On whether the collection period is based on payment date or date of service, CMS answered that reporting is based on the date final payment is made, not the date of service.
On why CMS cannot tell a lab whether it is applicable, CMS repeated that the determination depends on facts the lab knows better than CMS, so the lab must make a good-faith determination, with counsel if needed.
On whether a recently closed lab must report, CMS did not provide a categorical answer. Instead, it pointed to the regulation and recommended that such an entity consult legal counsel.
On whether a lab that is not an applicable lab may still report, CMS said no—if you are not an applicable lab, you should not report.
On whether CLIA-waived labs are exempt, CMS said no. A CLIA-waived certificate does not automatically exempt the lab; such labs still must go through the applicability analysis.
Overall tone and practical implications
The webinar was less about policy controversy and more about compliance operations. CMS’s tone was practical and somewhat defensive: it acknowledged widespread confusion, staffing limitations, and the unusual fact that many participants—and even some CMS personnel—were handling this process for the first time in years.
The main practical themes were:
First, CMS is very focused on getting labs to self-assess whether they are applicable, rather than asking CMS to bless individual cases.

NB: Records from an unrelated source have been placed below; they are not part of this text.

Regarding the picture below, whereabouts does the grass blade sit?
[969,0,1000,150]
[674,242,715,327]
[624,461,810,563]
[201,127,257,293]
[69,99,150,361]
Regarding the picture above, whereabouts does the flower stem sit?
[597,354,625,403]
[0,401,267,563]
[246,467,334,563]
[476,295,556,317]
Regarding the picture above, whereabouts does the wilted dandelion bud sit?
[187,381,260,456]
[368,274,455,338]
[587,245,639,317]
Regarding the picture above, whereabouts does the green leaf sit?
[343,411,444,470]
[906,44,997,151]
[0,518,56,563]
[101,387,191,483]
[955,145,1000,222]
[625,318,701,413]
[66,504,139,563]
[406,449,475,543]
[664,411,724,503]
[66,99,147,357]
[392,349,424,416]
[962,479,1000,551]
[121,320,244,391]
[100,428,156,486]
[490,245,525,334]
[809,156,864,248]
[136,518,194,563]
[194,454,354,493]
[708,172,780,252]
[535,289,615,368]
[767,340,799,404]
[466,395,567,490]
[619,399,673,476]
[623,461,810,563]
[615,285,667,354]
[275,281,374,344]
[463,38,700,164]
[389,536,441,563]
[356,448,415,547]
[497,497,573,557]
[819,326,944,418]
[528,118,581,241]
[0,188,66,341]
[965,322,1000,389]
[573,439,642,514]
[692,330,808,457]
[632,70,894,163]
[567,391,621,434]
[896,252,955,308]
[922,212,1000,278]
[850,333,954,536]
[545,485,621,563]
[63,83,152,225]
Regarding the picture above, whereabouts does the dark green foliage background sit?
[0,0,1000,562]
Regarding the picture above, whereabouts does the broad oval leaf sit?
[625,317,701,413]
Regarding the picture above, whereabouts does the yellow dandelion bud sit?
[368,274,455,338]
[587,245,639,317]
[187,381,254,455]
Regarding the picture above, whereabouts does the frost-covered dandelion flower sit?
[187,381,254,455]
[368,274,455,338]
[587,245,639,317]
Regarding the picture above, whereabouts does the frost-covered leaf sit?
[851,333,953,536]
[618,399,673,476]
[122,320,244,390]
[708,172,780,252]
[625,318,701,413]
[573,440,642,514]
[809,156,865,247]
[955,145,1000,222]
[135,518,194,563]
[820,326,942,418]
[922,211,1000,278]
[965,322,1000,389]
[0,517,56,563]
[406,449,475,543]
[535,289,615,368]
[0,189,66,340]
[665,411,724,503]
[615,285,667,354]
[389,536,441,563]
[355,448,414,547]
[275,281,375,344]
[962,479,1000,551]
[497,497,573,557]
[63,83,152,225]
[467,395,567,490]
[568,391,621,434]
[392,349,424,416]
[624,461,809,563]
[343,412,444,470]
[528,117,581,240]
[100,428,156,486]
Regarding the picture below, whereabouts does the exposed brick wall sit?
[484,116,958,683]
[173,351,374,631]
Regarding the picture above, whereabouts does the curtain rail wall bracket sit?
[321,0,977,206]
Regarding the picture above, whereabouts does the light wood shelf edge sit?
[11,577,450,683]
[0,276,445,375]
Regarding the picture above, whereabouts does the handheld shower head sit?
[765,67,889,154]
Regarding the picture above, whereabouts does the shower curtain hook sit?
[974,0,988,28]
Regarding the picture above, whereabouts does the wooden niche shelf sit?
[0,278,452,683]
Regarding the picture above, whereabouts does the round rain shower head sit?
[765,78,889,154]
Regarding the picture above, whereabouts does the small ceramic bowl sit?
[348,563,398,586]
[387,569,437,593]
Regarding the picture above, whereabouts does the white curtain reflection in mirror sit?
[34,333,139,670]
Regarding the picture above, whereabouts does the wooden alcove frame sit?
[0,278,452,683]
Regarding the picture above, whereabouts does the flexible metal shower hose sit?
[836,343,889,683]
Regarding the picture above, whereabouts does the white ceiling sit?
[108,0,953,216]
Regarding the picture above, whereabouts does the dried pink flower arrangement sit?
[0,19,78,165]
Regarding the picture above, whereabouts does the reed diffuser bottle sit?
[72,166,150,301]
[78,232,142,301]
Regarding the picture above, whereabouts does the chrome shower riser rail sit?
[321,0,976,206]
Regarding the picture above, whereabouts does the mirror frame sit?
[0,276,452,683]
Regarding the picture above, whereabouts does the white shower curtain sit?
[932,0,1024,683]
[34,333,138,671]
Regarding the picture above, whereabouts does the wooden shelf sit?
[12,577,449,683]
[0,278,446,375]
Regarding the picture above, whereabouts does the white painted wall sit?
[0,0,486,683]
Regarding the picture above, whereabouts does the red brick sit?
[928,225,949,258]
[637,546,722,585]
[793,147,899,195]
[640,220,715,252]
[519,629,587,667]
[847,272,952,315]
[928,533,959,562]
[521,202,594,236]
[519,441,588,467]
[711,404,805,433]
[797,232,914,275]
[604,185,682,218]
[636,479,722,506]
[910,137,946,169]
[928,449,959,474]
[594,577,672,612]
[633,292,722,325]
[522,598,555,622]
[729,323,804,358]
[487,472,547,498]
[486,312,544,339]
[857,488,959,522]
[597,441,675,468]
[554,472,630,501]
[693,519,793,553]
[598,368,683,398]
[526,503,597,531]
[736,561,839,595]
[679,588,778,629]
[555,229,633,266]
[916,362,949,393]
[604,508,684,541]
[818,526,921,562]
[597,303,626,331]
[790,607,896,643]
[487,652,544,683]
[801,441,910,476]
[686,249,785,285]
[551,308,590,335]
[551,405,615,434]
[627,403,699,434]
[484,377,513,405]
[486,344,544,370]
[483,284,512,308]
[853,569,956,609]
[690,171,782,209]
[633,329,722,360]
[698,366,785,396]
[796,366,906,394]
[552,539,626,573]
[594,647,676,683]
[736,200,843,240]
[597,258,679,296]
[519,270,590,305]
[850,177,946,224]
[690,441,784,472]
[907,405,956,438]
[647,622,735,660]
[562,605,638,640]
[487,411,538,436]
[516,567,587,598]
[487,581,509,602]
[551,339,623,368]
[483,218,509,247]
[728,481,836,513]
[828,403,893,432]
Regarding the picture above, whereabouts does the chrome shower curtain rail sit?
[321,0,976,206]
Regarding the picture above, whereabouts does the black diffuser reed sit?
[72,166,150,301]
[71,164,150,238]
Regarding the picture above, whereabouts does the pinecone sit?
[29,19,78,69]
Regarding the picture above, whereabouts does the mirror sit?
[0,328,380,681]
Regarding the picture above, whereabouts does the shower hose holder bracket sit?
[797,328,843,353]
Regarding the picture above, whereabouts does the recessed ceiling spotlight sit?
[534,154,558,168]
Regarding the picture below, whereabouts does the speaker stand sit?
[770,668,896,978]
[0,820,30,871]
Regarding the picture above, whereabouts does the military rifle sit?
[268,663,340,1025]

Second, CMS wants labs to pay close attention to the distinction between CLFS reporting and PFS relevance only for threshold calculations.
Third, CMS is clearly trying to prevent common reporting mistakes: averaging rates, using wrong codes, altering the template, waiting until the deadline, or misunderstanding the TIN/NPI structure.
Fourth, the security and system architecture matter. The registration, role assignment, OTP process, and final certification steps are all tightly controlled, and mistakes may slow a lab down.
Bottom line
The webinar’s core message was that laboratories should immediately do four things:
1. Determine whether they are an applicable laboratory.
2. Identify a submitter and a certifier for each TIN.
3. Gather January–June 2025 private payer rate and volume data for CLFS codes only, using the CMS template exactly as provided.
4. Be ready to upload beginning May 1, 2026, and finish well before July 31, 2026.
The biggest conceptual points were that applicability is based on a structured revenue test, that reporting is limited to CLFS codes, and that CMS expects laboratories—not CMS—to make the applicability determination in good faith.